The research proposed in the present thesis addresses the possible impacts of climate change on surface water and groundwater recharge in the study region by complex hydrological models which integrates the surface water and soil water, similar to the model approach used by Bejranonda et al. (Bejranonda et al. 2007b) for the upper great Chao Phraya plain basin in central Thailand. However, groundwater-surface water interaction plays often an important role, particularly, for shallow aquifers with interceding streams. In such cases, a full two-way coupling of the surface water and subsurface water models is required, as done by Bejranonda et al., (Bejranonda et al. 2007b) who coupled the SWAT-surface water model with the MODFLOW groundwater model. In fact, the studies of Bejranonda et al (Bejranonda et al. 2007b) and Changnon and Hsu (Changnon et al. 1988) show that the water table in a shallow aquifer which is often the main groundwater source for agricultural irrigation is most sensitive to recharge and
pumping. Thus variations of groundwater recharge (Scibek and Allen 2006, Alexander and Palmer R.N. 2007, Jyrkama and Sykes 2007) and changes of groundwater extraction will induce groundwater level fluctuations that may be indicative of climate change impacts on groundwater, (Brouyére et al. 2004)i.e. there might be significant long-term implications on the groundwater potential. In any case, for the proper simulation of the latter in a varying climate, dynamic linking of climate- with surface and soil water models should be endeavored. This is one of the major objectives of the present thesis.

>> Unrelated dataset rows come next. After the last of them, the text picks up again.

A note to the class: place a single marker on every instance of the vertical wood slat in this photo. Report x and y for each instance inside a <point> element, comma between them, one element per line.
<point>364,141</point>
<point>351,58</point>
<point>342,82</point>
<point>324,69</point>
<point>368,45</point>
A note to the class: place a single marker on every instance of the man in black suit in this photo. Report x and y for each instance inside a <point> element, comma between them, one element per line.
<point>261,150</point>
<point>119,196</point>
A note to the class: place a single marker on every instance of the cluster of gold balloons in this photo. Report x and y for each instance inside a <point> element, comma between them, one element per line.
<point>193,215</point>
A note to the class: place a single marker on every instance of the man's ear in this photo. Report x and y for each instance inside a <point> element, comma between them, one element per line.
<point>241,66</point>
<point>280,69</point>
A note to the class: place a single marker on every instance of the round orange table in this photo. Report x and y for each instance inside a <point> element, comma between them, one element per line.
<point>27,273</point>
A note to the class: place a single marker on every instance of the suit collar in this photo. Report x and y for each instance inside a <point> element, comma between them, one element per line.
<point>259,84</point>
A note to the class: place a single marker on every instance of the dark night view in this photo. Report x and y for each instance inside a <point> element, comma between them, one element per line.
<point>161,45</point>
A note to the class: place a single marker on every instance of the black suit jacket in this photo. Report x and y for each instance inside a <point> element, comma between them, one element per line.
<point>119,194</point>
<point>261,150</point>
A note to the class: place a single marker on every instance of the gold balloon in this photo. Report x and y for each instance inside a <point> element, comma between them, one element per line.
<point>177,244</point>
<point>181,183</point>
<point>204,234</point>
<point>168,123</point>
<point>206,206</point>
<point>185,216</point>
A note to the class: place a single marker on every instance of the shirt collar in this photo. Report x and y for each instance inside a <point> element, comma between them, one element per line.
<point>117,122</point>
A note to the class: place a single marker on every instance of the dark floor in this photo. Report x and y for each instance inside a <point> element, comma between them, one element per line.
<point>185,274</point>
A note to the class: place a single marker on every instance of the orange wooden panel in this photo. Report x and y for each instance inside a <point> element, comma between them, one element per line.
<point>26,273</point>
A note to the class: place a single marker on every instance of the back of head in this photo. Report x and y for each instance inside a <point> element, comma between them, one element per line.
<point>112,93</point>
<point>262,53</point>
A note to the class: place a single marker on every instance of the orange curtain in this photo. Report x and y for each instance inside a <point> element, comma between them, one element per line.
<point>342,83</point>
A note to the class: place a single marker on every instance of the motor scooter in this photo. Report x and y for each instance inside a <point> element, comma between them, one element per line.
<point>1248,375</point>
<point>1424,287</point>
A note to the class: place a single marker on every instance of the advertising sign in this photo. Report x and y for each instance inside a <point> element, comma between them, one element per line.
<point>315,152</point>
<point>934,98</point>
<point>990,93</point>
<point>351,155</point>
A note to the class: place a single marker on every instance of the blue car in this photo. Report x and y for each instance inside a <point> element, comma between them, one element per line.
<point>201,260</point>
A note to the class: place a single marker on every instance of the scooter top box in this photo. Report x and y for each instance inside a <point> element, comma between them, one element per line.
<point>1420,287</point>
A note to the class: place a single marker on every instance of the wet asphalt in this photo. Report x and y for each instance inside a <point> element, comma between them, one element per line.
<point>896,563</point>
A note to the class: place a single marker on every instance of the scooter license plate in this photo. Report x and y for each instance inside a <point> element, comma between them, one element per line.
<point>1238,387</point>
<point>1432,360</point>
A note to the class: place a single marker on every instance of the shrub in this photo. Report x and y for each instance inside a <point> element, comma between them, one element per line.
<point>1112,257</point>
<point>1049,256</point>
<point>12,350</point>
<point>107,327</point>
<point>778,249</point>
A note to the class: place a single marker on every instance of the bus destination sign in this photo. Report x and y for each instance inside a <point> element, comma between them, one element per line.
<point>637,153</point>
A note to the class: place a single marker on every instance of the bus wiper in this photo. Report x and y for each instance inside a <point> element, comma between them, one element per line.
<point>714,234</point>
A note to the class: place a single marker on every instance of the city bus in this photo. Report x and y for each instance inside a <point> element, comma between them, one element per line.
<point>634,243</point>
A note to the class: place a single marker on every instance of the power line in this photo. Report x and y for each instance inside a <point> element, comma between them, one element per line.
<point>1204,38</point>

Some studies addressed the integration of surface water and groundwater as they looked at climate change impacts on both parts (Scibek and Allen 2006, Koch 2008b). Most of the authors of the studies mentioned deplore the lack of investigations on the impacts of climate change on groundwater resources and suggest that more comprehensive evaluation on water resources should be undertaken (Alexander and Palmer R.N. 2007, Koch 2008b).
As discussed earlier, the only major storage of water supply in the eastern seaboard of Thailand is by the network of reservoirs. Koontanakulvong et al. (Koontanakulvong 2010) have pointed out the possibility of insufficient surface water in the study region in the near future; meanwhile, a kind of stop-gap or emergency resource is groundwater extraction. On the other hand, in many other regions of the world, including the central plain area of Thailand, groundwater plays an important role for emergency water supply (Bejranonda et al. 2007a). In that part of Thailand, the increased irrigation for augmenting rice production has led to the development of so-called conjunctive use schemes of surface and groundwater (Koontanakulvong 2006, Bejranonda et al.
2007a).
Conjunctive water management requires the use of full-range hydrological continuous-time processes at the catchment scale (Bejranonda et al. 2013). Physically based hydrologic models that can be used for that purpose and which are able to estimate potential groundwater recharge at the regional scale, are, for example, HELP3 (Schroeder et al. 1994), SWAT (Arnold et al. 1998, Neitsch et al. 2005) and MIKE SHE (Hughes and Liu 2008). Among these, SWAT is freeware and this may be one of the reasons why it has been widely in numerous hydrological applications on a catchment scale to compute streamflow and recharge. The SWAT model is also selected here to simulate the hydrological conditions in the study basin in the eastern seaboard of Thailand.